Animal lovers swarm Campbell River city council meeting

More than a hundred animal lovers flooded city hall for Tuesday night’s council meeting to show their support for the SPCA

Hundreds of animal lovers flooded city hall for Tuesday night’s council meeting to show their support for the SPCA.

Although the council chambers quickly reached its 90-person capacity, that didn’t stop at least 50 more from standing outside in the lobby to listen in on the proceedings.

One woman, Sharon Dean, along with her daughter Heidi Dean, circulated T-shirts with an ironed on graphic that bore a bright red X through the words City of Campbell River Pound – a swipe at Coastal Animal Control’s facility in the former SPCA shelter.

Local veterinarian Helen Kwong, at the request of Coun.

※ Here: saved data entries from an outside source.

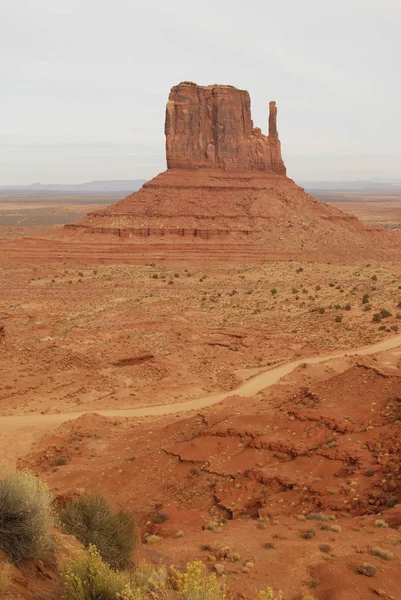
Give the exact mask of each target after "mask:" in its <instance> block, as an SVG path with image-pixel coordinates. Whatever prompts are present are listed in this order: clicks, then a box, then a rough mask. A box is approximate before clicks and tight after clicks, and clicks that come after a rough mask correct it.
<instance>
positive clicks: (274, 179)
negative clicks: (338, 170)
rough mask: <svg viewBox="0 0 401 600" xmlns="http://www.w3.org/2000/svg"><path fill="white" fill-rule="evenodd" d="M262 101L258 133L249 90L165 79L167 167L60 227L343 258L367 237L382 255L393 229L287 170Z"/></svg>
mask: <svg viewBox="0 0 401 600" xmlns="http://www.w3.org/2000/svg"><path fill="white" fill-rule="evenodd" d="M269 109H270V114H269V126H268V128H269V135H268V136H266V135H263V134H262V132H261V130H260V129H258V128H255V127H254V126H253V122H252V119H251V111H250V99H249V94H248V92H246V91H243V90H239V89H236V88H235V87H232V86H228V85H212V86H206V87H202V86H198V85H196V84H194V83H190V82H184V83H180V84H179V85H177V86H175V87H173V88H172V90H171V92H170V95H169V100H168V103H167V109H166V123H165V133H166V155H167V167H168V168H167V170H166V171H165V172H163V173H160V174H159V175H158V176H157V177H155V178H154V179H152V180H151V181H149V182H147V183H145V184H144V186H143V187H142V188H141V189H140V190H139V191H138V192H135V193H133V194H131V195H130V196H128V197H127V198H124V199H123V200H121V201H120V202H118V203H117V204H114V205H112V206H109V207H107V208H105V209H103V210H100V211H97V212H94V213H89V214H88V216H87V217H86V218H85V219H83V220H82V221H80V222H79V223H77V224H74V225H67V226H66V227H67V232H66V233H67V234H69V235H75V234H78V233H90V234H97V233H102V234H111V235H113V236H117V237H118V238H120V239H130V240H131V241H132V242H133V243H136V244H138V243H141V240H144V239H149V243H158V242H160V241H163V243H164V244H166V243H167V242H168V241H169V240H170V242H169V243H171V242H172V240H173V239H175V240H177V238H183V239H184V240H183V241H185V242H188V243H195V242H196V243H197V240H199V239H201V240H208V241H209V242H211V241H213V240H214V242H213V243H214V244H215V245H216V244H217V245H219V248H220V249H221V253H222V254H224V255H225V256H226V255H227V250H226V249H224V248H223V247H222V240H224V244H231V247H232V248H234V244H238V243H240V244H245V242H246V243H247V244H248V246H249V248H248V250H246V251H245V250H244V249H243V248H242V250H241V256H243V255H244V254H245V255H247V256H249V257H251V256H252V255H253V253H254V251H255V248H259V250H260V251H261V249H263V248H264V252H265V257H267V256H268V255H269V256H273V255H274V256H275V257H277V256H279V255H280V256H283V255H284V254H285V255H286V256H287V257H295V256H301V255H302V256H303V257H306V256H308V257H310V258H312V259H313V258H315V257H316V255H317V254H318V255H319V256H320V257H323V256H326V257H328V256H330V257H332V256H333V255H336V256H343V257H347V258H348V257H349V256H350V253H351V252H353V253H354V254H357V255H360V253H361V251H362V250H363V251H364V252H365V254H366V256H368V255H370V254H371V253H372V252H371V248H372V237H373V236H374V244H375V247H376V250H377V249H380V252H382V253H383V255H384V256H388V251H389V249H390V250H394V247H395V246H397V248H398V247H399V245H400V239H399V236H398V238H397V239H395V238H394V236H393V237H392V236H391V234H390V233H388V232H384V231H383V230H381V229H379V228H368V227H366V226H364V225H362V224H361V223H360V222H359V221H358V220H357V219H356V218H355V217H354V216H351V215H346V214H344V213H343V212H341V211H340V210H337V209H336V208H334V207H332V206H329V205H328V204H325V203H322V202H320V201H318V200H316V199H315V198H313V197H312V196H310V195H309V194H306V193H305V191H304V190H303V189H302V188H301V187H299V186H298V185H296V184H295V183H294V181H292V180H291V179H289V178H288V177H287V176H286V169H285V166H284V162H283V159H282V156H281V147H280V141H279V137H278V132H277V107H276V103H275V102H270V105H269ZM255 242H256V243H257V244H259V246H256V245H255ZM165 247H167V246H166V245H164V246H163V248H165ZM216 247H217V246H216ZM219 251H220V250H219ZM228 252H229V253H231V254H232V252H231V250H229V251H228ZM241 260H242V259H241Z"/></svg>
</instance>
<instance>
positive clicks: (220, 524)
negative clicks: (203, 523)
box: [203, 521, 222, 533]
mask: <svg viewBox="0 0 401 600" xmlns="http://www.w3.org/2000/svg"><path fill="white" fill-rule="evenodd" d="M221 526H222V523H221V521H209V522H208V523H206V525H204V526H203V529H209V531H214V532H215V533H220V531H221Z"/></svg>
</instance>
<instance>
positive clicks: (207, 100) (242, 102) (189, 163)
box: [165, 83, 285, 175]
mask: <svg viewBox="0 0 401 600" xmlns="http://www.w3.org/2000/svg"><path fill="white" fill-rule="evenodd" d="M276 120H277V108H276V103H275V102H270V117H269V135H268V136H265V135H263V133H262V132H261V130H260V129H258V128H254V127H253V121H252V119H251V100H250V98H249V94H248V92H246V91H244V90H238V89H237V88H235V87H232V86H230V85H210V86H207V87H201V86H198V85H195V84H192V83H180V84H179V85H176V86H175V87H173V88H172V90H171V92H170V96H169V99H168V103H167V108H166V126H165V133H166V155H167V167H168V168H169V169H193V168H197V169H199V168H209V169H210V168H211V169H216V168H217V169H224V170H227V171H266V172H275V173H281V174H284V175H285V166H284V163H283V160H282V158H281V148H280V141H279V139H278V134H277V125H276Z"/></svg>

Larry Samson, was permitted to speak to council as a late addition to the list of delegations.

Kwong came down to the speaker’s table to a round of applause from the gallery.

She stressed the importance of the SPCA to the community.

“I think Coastal Animal Services offers a valuable service to Campbell River in the role of animal control but in an animal welfare role, there’s no comparison to the SPCA which has been an integral part of our community for 30 years,” Kwong began. “They provide sheltering services, and adopt out homeless and abandoned animals, have a low cost spay and neutering program, after hours rescue, summer camps, school programs. It’s not uncommon for the majority of our community’s children to donate their birthday funds to the BC SPCA and often a child’s first volunteer experience is with the SPCA.”

Kwong also noted that Coastal Animal Control is mainly charged with dealing solely with dogs, notably nuisance dogs or lost dogs, but will not deal with animal cruelty complaints or abandoned animals as the SPCA does.

“What will happen to the 800 cats processed by the SPCA yearly?” Kwong questioned. “The SPCA is asking for $95,000 to operate their shelter and it costs $400,000 to operate the shelter annually – that seems like a pretty good investment to me.”

Kwong finished her presentation to another round of applause and a standing ovation from SPCA supporters. Coun. Samson asked Kwong for suggestions on how to engage the community to raise the necessary funds that the SPCA needs. BC SPCA Chief Executive Officer Craig Daniell said the Campbell River branch loses $10,000 each year in operating costs.

Kwong said there needs to be more transparency.

“My answer is communication,” she said. “If the community had known the SPCA was in such dire circumstances and had known council hadn’t budgeted enough, the community would have come up with the money. All you had to do was tell us.”

That prompted people in the gallery to get up on their feet once more as Kwong walked back to her seat.

Council chose to defer awarding the animal shelter contract to Coastal Animal Control and will meet with Daniell this Tuesday morning to discuss potentially bringing the SPCA back to Campbell River. Kwong and SPCA supporter Cyriel DeBruyne were also selected by council to sit in on the meeting as public representatives.